Tuesday, Nov 25, 2014 at 18:23
To start with yes I had to keep schedules and drive long hours.

Now I see you don't do much driving on single lane 100kph roads.

Like I said your reply was very simple, you stick to your 95 and I will stick to my dollar and when I pass I will be spending as little time on the wrong side of the road as possible. I also have had a clean licence for many many years.

Here is a quote and this may change you math calcs. Look at the real distances of a vehicle overtaking a truck. Read it carefully.

Quote "Fact. Trucks travelling at the new open road speed limit of 90 kph will be almost impossible to pass legally.
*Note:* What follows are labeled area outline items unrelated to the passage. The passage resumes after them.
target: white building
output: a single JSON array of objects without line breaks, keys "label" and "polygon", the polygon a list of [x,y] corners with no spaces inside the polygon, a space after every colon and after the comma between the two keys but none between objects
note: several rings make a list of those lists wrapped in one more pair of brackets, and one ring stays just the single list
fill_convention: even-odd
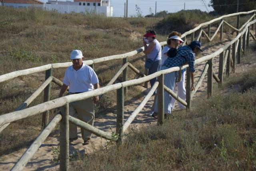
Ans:
[{"label": "white building", "polygon": [[[2,4],[1,0],[0,2]],[[4,0],[4,5],[13,8],[35,7],[48,11],[56,10],[61,13],[95,12],[108,17],[113,16],[113,7],[110,6],[108,0],[49,0],[46,3],[38,0]]]}]

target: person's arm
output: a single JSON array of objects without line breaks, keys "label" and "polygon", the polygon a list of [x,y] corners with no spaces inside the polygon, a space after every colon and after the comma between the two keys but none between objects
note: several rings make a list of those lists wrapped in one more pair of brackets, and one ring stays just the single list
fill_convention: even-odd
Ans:
[{"label": "person's arm", "polygon": [[190,74],[190,78],[191,78],[191,87],[190,87],[190,89],[191,91],[195,90],[195,87],[194,86],[194,72],[189,72],[189,73]]},{"label": "person's arm", "polygon": [[62,86],[61,86],[61,89],[60,89],[60,94],[59,95],[59,97],[61,97],[63,95],[63,94],[65,93],[65,91],[68,89],[68,86],[67,86],[64,84],[62,84]]},{"label": "person's arm", "polygon": [[156,46],[156,43],[154,41],[152,41],[149,43],[148,45],[148,46],[147,45],[147,44],[144,44],[144,53],[145,54],[148,54],[150,53],[153,49]]},{"label": "person's arm", "polygon": [[[93,87],[94,89],[97,89],[98,88],[100,88],[100,84],[99,83],[96,83],[94,85],[93,85]],[[93,97],[93,102],[95,104],[98,103],[99,102],[99,96],[97,95],[96,96],[94,96]]]}]

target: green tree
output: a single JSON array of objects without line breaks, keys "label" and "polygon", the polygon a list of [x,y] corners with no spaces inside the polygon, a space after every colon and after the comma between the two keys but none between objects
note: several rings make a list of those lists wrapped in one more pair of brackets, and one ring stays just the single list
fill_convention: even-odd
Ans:
[{"label": "green tree", "polygon": [[[236,12],[237,0],[211,0],[209,6],[220,14]],[[239,0],[238,12],[248,11],[256,8],[255,0]]]},{"label": "green tree", "polygon": [[135,10],[136,10],[136,16],[137,17],[143,17],[142,12],[141,12],[140,8],[137,4],[135,5]]}]

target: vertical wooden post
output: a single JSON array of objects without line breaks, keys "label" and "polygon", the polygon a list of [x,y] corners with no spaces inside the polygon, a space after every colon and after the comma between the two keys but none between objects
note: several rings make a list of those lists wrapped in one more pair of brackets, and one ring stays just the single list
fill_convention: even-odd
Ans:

A 90 kph speed limit for heavy trucks and 100 kph for other traffic is practicable.
A car passing a truck travelling at 90 kph will require almost 2 kilometres of clear road ahead if the car observes the rigidly enforced 100 kph limit and the 2 second separation rule before overtaking.

The impact will be that drivers either break the law or effectively the open road speed limit will be reduced to 90 kph.


Based on Truck and 90 kph, 2 sec separation beforehand, 10 metre clearance at end, allowing for oncoming traffic at 100kph + 10% clearance of that:

90 kph = 90,000/3600 = 25 metres/sec.

100 kph = 100,000/3600 = 27.8 metres/sec

Distance to pass = (2 x 25) + (Length of Truck) + 10 + (Length of Car)

Say car is 5 metres, truck is 20 metres, then

Relative distance to pass = 50 + 20 + 10 + 5 = 85 metres

Time to pass = 85 metres / 2.8 metres/sec = 30.4 seconds

Distance travelled to pass = 27.8 * 30.4 = 844 metres

Clear distance required to oncoming traffic = (844 x 2) (+ 10%) = 1688 x 1.1

= 1,856 metres = 1.9 kilometres.

Time on the wrong side of the road is deadly.